We feel that while this step is going to be greatly aided by automated AI systems, much like with Configuration there’s still a large domain of problems that aren’t deterministic enough or have too many possibilities that pure AI systems just might not be much better than a skilled human using AI-empowered tools. Engineering is still a balance of art and science, of figuring out the best compromises and solutions. So while I think automation and AI will have a huge impact on this step, it’s more likely to be in making the tools the designers are using to rationalize the work into properly manufacturable designs more productive for them to use, and not replacing the designers altogether like in some other steps.
Fabrication & Installation
These steps are where the actual construction of the project happens. Parts and materials are made and/or ordered (fabrication), then delivered to the site, modified as needed, and then assembled into place (installation).
We think this step could only be fully automated if the actual construction was so standardized and/or deterministic as to make the actual assembly easily done by robots. And from personally working with robots, nothing with them is actually very easy. Much like computers in general, they are amazing at tirelessly doing exactly what you tell them to do, over and over, but you quickly get into diminishing returns when you try to fully automate something completely.

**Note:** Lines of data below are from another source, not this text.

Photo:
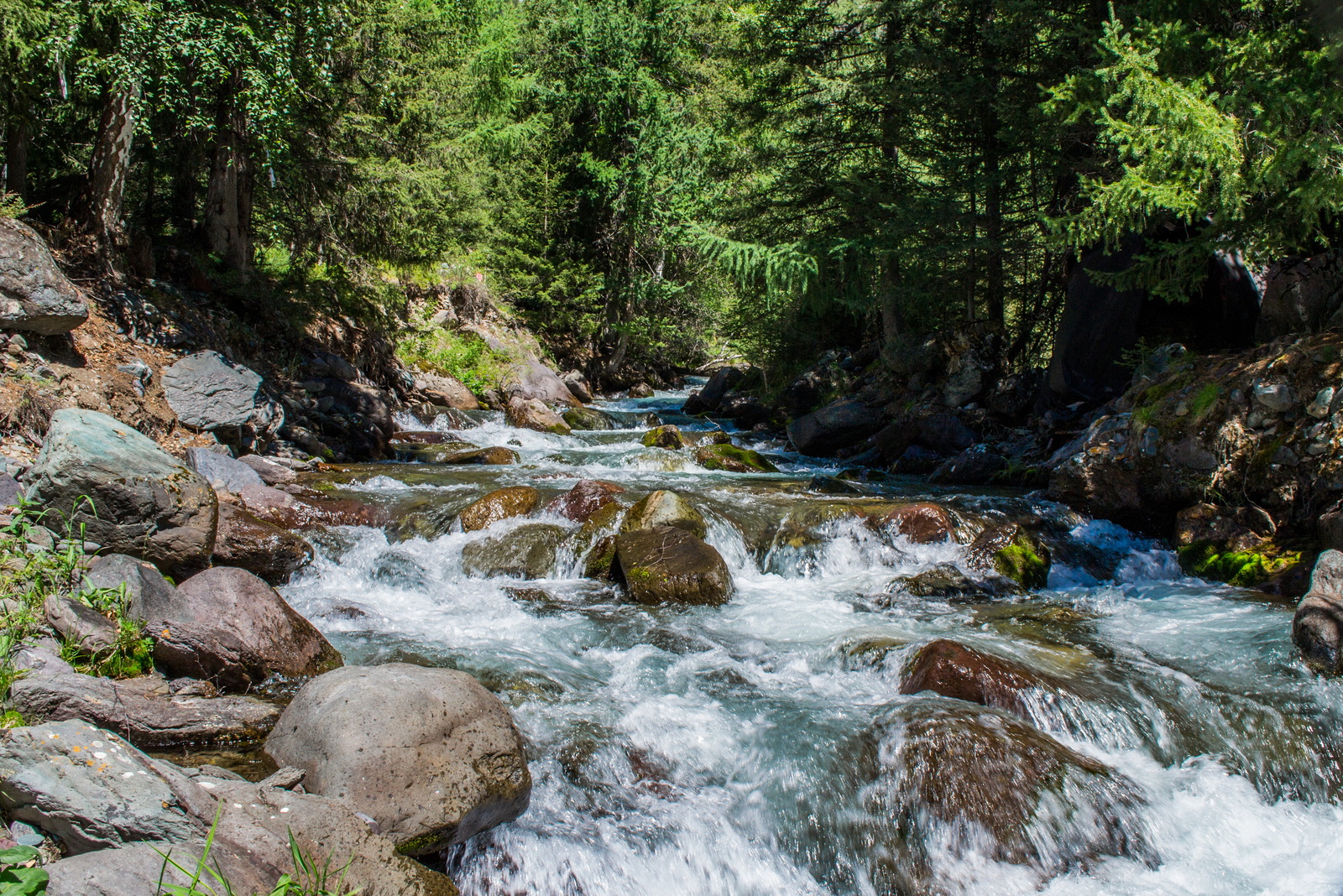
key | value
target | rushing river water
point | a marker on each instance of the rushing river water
(747, 748)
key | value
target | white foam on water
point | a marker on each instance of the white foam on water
(715, 750)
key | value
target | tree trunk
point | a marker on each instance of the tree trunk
(17, 159)
(98, 210)
(227, 224)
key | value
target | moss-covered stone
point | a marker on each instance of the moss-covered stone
(732, 459)
(1212, 561)
(1013, 553)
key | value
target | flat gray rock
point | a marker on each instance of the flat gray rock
(222, 471)
(89, 788)
(35, 295)
(429, 754)
(131, 495)
(208, 391)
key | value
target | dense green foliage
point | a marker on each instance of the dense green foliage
(648, 181)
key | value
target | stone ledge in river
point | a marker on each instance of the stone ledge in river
(145, 711)
(964, 674)
(145, 502)
(947, 781)
(534, 414)
(429, 754)
(257, 546)
(665, 508)
(527, 551)
(586, 497)
(501, 503)
(232, 628)
(1318, 625)
(732, 459)
(89, 788)
(671, 565)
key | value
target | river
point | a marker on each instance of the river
(752, 748)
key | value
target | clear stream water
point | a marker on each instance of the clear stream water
(749, 748)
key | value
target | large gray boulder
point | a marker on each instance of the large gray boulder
(89, 788)
(1318, 625)
(144, 502)
(669, 565)
(212, 392)
(145, 711)
(234, 629)
(530, 378)
(429, 754)
(34, 294)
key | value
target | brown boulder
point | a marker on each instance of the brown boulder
(922, 524)
(257, 546)
(671, 565)
(962, 672)
(532, 414)
(233, 628)
(584, 499)
(501, 503)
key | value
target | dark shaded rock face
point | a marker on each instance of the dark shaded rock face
(586, 497)
(145, 502)
(1101, 322)
(233, 628)
(429, 754)
(1262, 430)
(962, 672)
(259, 548)
(951, 779)
(707, 400)
(35, 295)
(1318, 625)
(1302, 295)
(844, 425)
(671, 565)
(501, 503)
(922, 524)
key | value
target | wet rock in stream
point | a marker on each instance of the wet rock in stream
(953, 782)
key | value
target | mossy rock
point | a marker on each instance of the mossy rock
(1246, 569)
(590, 419)
(665, 508)
(668, 436)
(1013, 553)
(732, 459)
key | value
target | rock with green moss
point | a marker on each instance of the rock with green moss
(669, 565)
(732, 459)
(1246, 568)
(590, 419)
(665, 508)
(668, 436)
(1013, 553)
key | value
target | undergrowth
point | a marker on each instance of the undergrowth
(462, 356)
(30, 573)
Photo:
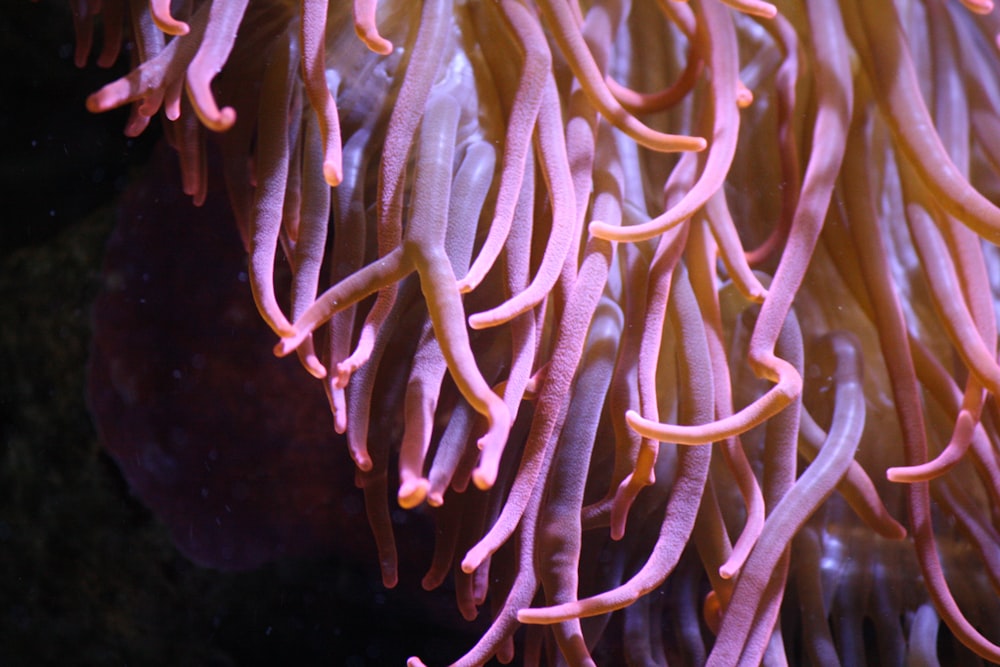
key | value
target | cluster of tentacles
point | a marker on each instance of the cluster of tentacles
(725, 363)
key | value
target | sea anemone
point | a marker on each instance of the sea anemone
(697, 296)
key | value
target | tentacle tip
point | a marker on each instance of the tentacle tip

What we think is more likely to happen is that the tools themselves used to create the parts for the project will get smarter and better, and the tools to help coordinate their assembly will get better, but much of the physical work will still be done by people. Semi-automated tools working together with skilled people will make the projects easier and faster, automated tools won’t replace the people for this step. A great example of this is all the awesome work going on in automated layout, where a robot draws or marks out where the walls, ducts, electrical, plumbing, etc. goes on the site, directed from the BIM / CAD models. The affordable and small robot makes the people doing the actual construction work more effective and productive, less likely to make mistakes, and more likely to see problems before they get too far into the project. Instead of trying to ‘solve’ the entire problem of construction assembly via robotics, even really smart AI-empowered robotics, which would cost a fortune and still not be 100% right, I see much more success in smaller, cheaper robots / AI that is just looking to empower the skilled workers already present.
Utilization
This final step is where the project is complete, and is now being used, and hopefully being studied for how well it’s actually working and/or minor follow up edits done to improve how it’s working.
This step is one where AI-driven automation could make a huge impact as well in helping identify problems and assess the performance of the project in ways that are currently too expensive to easily measure. Just a few simple cameras, cheap sensors, and a smart trained model could do what you’d normally have to hire expensive consultants to manually do. Or could make the tools that larger retail and entertainment companies already use in this space more accessible to smaller businesses that might want to measure things like ‘engagement’, ‘customer satisfaction’, a building’s energy footprint, or other post-occupancy studies.
The Robots are Here…
So the genie is out of the bottle, and AI-driven tools are here to change the construction industry in some big, bad, and awesome ways over the next decade, and I think it’s only going to accelerate from here.
Personally I’m very excited about it all! But don’t hide in ignorance and think your particular role within the construction industry is ‘safe’, instead I’d say to work on those ‘soft skills’ in understanding people better along with learning how to leverage these amazing AI-empowered tools to meet those people’s needs even better than before!